PETs leverage advanced cryptography and statistics to link data or servers, to allow for responsible data sharing without identifying the data. They can include a range of tools such as homomorphic encryption, federated learning, synthetic data and differential privacy. Implementing regulations will likely provide more clarity on the minimum privacy and security requirements — and use of PETs — that companies should be leveraging, which will help spark more innovative solutions to data privacy problems.
Future considerations
While the order's fact sheet focuses on restricting the bulk purchase and sharing of sensitive data, it also leaves a trail of unanswered questions that public stakeholders can answer through the Advance Notice of Proposed Rulemaking by the DOJ's National Security Division.
The definitions of personal information, sensitive data and special category data vary, as does the way that data is shared between affiliated and nonaffiliated entities.
For example, in a post about recent privacy complaints, the FTC said, "Browsing and location data are sensitive. Full stop." The FTC has been pushing the envelope on this. The bottom line has been vouching for heightened protections and responsibilities when processing sensitive data, including geolocation data, health data and browsing data, as well as how to prevent inappropriate access — without consumer consent — by third parties, including data brokers. Taking a closer look at the FTC's agenda with regard to protecting sensitive data sheds light on what is to come. Are we going to see more concrete enforcement action, and potentially a "commercial surveillance" rule, in this space, as well as potential further alignment between the U.S. and other countries in their approach to privacy?
The order includes "genomic and personal health data, financial data, geolocation" and other personal identifiers, as well as sensitive government data of military members and government sites, in its definition of sensitive data. Will this sensitive data also be subject to protections in recently passed U.S. state consumer privacy laws, data broker registration laws, as well as those outlined in older sectoral laws like the Health Information Portability and Accountability Act or Title V of the Gramm-Leach-Bliley Act?
Under the order, U.S. government-related data is a specifically protected category that the attorney general says, "poses a heightened risk of being exploited by a country of concern to harm United States national security." This is because it is linked, or linkable, to categories of current or recent federal government employees, contractors or senior officials or it is linkable to sensitive locations controlled by the government, such as military bases or government properties. To what extent will America's list of foreign adversaries and allies continue to change and evolve? How will this impact our digital trade and data flows with these nations?
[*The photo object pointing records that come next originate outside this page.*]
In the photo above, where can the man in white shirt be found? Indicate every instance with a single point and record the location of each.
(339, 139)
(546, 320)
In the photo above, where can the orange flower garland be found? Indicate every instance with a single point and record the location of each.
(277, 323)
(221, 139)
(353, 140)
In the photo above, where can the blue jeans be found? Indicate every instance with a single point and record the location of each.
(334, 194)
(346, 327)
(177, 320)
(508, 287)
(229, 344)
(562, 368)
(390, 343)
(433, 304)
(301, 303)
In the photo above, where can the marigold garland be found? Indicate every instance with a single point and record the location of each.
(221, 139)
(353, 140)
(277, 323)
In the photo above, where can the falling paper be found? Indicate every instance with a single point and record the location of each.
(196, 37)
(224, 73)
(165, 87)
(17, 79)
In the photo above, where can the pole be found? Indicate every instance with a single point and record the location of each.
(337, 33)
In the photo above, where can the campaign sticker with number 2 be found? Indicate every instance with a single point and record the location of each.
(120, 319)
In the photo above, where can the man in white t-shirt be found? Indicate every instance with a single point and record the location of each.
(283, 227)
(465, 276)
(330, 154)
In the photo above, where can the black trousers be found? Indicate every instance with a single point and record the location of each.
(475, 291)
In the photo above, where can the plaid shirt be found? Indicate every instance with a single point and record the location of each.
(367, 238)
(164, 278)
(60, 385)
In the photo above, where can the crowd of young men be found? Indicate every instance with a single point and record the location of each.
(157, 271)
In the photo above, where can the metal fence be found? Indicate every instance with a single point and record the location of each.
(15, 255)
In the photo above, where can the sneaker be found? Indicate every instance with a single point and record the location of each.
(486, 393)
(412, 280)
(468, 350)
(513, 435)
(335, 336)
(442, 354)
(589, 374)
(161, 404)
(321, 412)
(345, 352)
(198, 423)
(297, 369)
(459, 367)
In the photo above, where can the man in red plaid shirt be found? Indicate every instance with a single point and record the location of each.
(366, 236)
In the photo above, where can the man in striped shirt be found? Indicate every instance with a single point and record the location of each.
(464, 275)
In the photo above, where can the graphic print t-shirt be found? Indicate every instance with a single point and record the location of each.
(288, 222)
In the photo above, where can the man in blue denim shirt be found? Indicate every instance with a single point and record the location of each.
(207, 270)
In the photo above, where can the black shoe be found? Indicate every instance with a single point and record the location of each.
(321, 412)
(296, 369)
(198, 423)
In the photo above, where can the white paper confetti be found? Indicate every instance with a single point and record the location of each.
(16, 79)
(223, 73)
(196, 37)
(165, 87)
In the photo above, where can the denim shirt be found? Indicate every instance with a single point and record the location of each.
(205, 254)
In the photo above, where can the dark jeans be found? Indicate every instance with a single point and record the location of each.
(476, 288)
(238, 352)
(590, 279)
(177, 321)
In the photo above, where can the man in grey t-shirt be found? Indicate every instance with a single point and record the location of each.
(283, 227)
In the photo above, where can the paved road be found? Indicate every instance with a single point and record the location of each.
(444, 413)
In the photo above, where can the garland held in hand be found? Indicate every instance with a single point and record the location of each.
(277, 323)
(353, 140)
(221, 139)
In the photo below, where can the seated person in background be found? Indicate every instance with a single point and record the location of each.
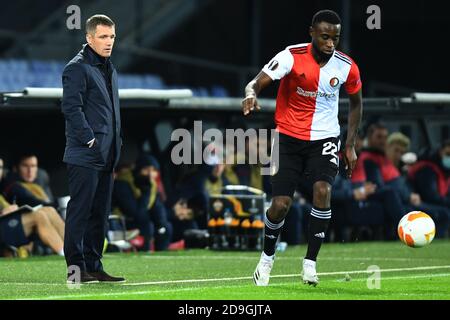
(184, 213)
(21, 185)
(374, 164)
(16, 229)
(397, 145)
(136, 196)
(430, 177)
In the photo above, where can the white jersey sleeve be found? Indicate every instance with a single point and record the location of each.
(280, 65)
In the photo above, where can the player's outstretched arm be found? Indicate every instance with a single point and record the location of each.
(252, 90)
(354, 120)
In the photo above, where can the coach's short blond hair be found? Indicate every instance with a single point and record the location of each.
(98, 19)
(400, 139)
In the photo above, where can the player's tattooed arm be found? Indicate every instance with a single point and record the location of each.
(252, 90)
(354, 120)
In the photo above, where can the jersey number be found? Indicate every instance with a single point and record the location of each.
(330, 148)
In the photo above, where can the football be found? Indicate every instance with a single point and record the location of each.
(416, 229)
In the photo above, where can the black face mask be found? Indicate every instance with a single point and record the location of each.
(323, 56)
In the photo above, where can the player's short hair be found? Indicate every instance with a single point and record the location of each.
(98, 19)
(24, 156)
(400, 139)
(328, 16)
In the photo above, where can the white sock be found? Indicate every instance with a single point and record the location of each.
(267, 258)
(309, 263)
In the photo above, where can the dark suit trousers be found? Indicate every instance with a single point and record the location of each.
(86, 217)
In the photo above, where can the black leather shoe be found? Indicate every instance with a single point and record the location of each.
(84, 278)
(102, 276)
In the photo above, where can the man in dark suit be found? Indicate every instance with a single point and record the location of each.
(90, 105)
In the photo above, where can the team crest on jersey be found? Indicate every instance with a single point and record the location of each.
(334, 82)
(273, 65)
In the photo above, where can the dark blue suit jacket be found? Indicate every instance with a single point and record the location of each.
(90, 113)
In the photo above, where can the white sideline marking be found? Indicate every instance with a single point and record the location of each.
(285, 258)
(437, 275)
(282, 276)
(110, 294)
(239, 278)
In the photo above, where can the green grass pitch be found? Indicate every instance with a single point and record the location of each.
(406, 273)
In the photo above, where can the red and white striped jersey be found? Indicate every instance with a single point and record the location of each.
(308, 96)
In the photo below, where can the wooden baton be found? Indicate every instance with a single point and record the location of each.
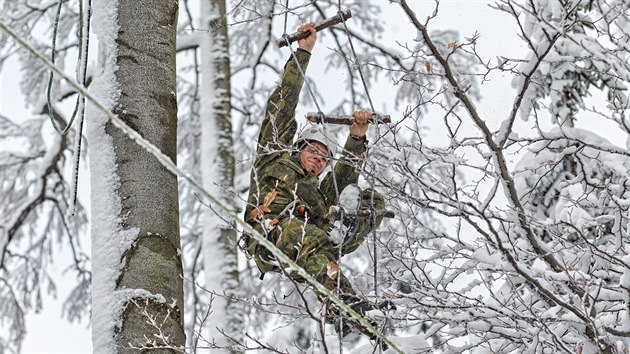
(315, 117)
(282, 41)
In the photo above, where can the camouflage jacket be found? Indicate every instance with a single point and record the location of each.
(279, 185)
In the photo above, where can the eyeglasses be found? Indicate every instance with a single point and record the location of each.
(315, 151)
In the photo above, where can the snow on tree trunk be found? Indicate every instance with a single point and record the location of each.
(137, 281)
(218, 245)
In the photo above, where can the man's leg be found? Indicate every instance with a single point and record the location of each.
(370, 201)
(310, 247)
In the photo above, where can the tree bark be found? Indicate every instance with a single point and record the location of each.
(219, 238)
(151, 272)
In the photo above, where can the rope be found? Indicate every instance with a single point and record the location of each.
(52, 60)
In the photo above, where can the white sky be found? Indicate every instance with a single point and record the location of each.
(50, 334)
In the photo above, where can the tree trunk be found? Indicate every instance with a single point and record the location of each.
(138, 285)
(217, 156)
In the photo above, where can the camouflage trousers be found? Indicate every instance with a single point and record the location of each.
(311, 248)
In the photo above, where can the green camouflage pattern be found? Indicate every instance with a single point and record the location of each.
(301, 235)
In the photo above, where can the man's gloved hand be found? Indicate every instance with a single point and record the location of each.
(308, 43)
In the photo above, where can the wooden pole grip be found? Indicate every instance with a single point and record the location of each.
(315, 117)
(282, 41)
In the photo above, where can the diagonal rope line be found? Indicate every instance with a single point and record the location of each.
(173, 168)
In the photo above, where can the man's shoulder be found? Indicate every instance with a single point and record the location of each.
(284, 168)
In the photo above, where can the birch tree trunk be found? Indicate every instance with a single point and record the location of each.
(217, 158)
(138, 286)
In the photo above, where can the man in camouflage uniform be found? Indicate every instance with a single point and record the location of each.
(286, 203)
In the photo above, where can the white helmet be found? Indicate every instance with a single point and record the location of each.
(317, 134)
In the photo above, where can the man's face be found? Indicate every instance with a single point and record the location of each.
(314, 157)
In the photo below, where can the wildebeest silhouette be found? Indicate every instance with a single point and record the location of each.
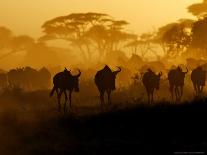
(64, 81)
(151, 82)
(176, 79)
(198, 77)
(3, 80)
(105, 82)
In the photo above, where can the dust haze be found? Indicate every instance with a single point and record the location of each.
(81, 45)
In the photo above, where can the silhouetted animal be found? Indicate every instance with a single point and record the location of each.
(151, 82)
(64, 81)
(105, 82)
(198, 77)
(176, 79)
(3, 80)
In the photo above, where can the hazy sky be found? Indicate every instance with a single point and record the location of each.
(27, 16)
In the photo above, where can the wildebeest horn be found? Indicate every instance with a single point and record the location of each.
(79, 74)
(186, 71)
(160, 74)
(116, 72)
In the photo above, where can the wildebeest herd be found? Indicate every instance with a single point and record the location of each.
(104, 80)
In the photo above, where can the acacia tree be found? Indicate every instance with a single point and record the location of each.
(175, 38)
(199, 37)
(86, 31)
(144, 44)
(5, 37)
(198, 9)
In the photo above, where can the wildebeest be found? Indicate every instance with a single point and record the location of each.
(64, 81)
(198, 77)
(105, 82)
(176, 79)
(3, 80)
(151, 82)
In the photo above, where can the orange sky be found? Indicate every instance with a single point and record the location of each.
(27, 16)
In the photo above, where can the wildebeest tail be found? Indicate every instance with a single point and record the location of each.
(52, 91)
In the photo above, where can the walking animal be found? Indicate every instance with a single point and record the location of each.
(105, 82)
(63, 82)
(198, 77)
(176, 78)
(151, 82)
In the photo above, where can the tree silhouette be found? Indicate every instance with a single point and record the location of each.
(86, 31)
(5, 37)
(198, 9)
(175, 38)
(199, 37)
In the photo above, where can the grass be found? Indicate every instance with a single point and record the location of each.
(30, 124)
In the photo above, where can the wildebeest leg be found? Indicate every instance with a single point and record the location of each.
(66, 99)
(70, 98)
(196, 89)
(181, 93)
(176, 93)
(152, 96)
(102, 97)
(172, 93)
(59, 99)
(109, 96)
(200, 90)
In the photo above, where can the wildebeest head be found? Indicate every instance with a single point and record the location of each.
(157, 80)
(114, 74)
(76, 81)
(182, 75)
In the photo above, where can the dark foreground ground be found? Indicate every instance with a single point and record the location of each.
(139, 129)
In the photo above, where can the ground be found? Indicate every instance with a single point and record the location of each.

The term "data broker" is defined broadly, capturing the wide swath of third parties that process and share consumer data. Will this result in subjecting more companies that collect and sell personal data to the executive order than those that register as data brokers and are subject to U.S. state consumer privacy and data broker laws?
The order defines "country of concern" as a designated foreign government that "has engaged in a long-term pattern or serious instances of conduct significantly adverse to the national security of the United States or the security and safety of United States persons, and poses a significant risk of exploiting bulk sensitive personal data or United States Government-related data to the detriment of the national security." It delegates final authority to designate specific countries of concern to the attorney general. How will the current and future attorney general exercise this authority?